Methods for analyzing deep sequencing expression data: constructing the human and mouse promoterome with deepCAGE data
1 Biozentrum, University of Basel, and Swiss Institute of Bioinformatics, Klingelbergstrasse 50/70, 4056-CH, Basel, Switzerland
2 RIKEN Omics Science Center, RIKEN Yokohama Institute, 1-7-22 Suehiro-cho Tsurumi-ku Yokohama, Kanagawa, 230-0045 Japan
3 Laboratory of Quantitative Genomics, Department of Biosystems Science and Engineering, Eidgenössische Technische Hochschule Zurich, Mattenstrasse 26, 4058 Basel, Switzerland
Genome Biology 2009, 10:R79 doi:10.1186/gb-2009-10-7-r79Published: 22 July 2009
With the advent of ultra high-throughput sequencing technologies, increasingly researchers are turning to deep sequencing for gene expression studies.
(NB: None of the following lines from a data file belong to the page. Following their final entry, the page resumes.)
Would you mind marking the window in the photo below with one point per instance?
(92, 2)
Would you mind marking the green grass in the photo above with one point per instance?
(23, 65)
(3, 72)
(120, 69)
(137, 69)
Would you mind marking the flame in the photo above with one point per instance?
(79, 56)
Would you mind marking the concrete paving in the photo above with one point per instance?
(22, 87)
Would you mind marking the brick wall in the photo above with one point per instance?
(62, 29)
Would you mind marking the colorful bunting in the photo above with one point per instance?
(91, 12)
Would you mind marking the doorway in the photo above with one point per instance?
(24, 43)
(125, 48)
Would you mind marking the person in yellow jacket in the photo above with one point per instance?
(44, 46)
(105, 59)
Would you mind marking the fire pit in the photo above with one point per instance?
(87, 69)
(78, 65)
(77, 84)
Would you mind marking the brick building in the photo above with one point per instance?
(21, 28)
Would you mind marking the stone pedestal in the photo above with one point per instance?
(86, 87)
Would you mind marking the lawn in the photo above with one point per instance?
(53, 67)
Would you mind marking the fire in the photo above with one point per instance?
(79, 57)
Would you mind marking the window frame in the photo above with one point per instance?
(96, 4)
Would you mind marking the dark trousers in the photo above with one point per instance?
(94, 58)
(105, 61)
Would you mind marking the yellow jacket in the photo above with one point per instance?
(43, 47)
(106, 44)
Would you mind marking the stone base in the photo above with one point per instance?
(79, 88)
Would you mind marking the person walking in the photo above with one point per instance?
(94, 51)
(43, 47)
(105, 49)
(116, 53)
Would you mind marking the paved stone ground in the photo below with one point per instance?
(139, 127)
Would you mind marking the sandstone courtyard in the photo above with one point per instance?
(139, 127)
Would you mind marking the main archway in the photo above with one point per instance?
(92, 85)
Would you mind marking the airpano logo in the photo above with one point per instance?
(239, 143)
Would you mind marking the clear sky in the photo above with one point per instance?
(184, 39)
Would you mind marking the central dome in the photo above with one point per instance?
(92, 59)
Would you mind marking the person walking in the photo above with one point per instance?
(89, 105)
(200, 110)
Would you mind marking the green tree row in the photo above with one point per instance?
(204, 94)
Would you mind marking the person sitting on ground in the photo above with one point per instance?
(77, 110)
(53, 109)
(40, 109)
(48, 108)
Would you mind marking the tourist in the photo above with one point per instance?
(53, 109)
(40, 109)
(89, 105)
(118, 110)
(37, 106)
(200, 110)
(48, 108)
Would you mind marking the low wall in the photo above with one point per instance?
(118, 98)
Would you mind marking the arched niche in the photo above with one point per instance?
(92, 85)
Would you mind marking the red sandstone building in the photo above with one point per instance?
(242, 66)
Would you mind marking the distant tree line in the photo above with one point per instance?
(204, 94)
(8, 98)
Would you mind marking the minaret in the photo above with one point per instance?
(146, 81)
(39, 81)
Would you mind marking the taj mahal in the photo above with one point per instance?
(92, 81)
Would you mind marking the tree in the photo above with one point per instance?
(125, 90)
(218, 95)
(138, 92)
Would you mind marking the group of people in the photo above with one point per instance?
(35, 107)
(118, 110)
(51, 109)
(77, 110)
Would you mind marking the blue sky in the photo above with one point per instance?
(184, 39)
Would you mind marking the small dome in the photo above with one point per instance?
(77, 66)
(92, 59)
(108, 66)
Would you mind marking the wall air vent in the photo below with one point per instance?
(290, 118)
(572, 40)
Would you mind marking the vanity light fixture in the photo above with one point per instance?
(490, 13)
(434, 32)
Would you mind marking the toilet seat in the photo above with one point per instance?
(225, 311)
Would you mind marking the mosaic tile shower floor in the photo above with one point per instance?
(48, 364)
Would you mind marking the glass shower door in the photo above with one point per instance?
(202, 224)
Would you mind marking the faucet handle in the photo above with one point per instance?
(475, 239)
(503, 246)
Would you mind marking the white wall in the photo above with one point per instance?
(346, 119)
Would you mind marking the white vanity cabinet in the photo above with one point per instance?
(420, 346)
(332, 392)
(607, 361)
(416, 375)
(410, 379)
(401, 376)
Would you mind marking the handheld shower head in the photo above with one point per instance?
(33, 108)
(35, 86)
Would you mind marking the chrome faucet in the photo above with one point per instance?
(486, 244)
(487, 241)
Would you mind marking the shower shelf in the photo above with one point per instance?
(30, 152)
Here we present a set of rigorous methods for normalization, quantification of noise, and co-expression analysis of deep sequencing data. Using these methods on 122 cap analysis of gene expression (CAGE) samples of transcription start sites, we construct genome-wide 'promoteromes' in human and mouse consisting of a three-tiered hierarchy of transcription start sites, transcription start clusters, and transcription start regions.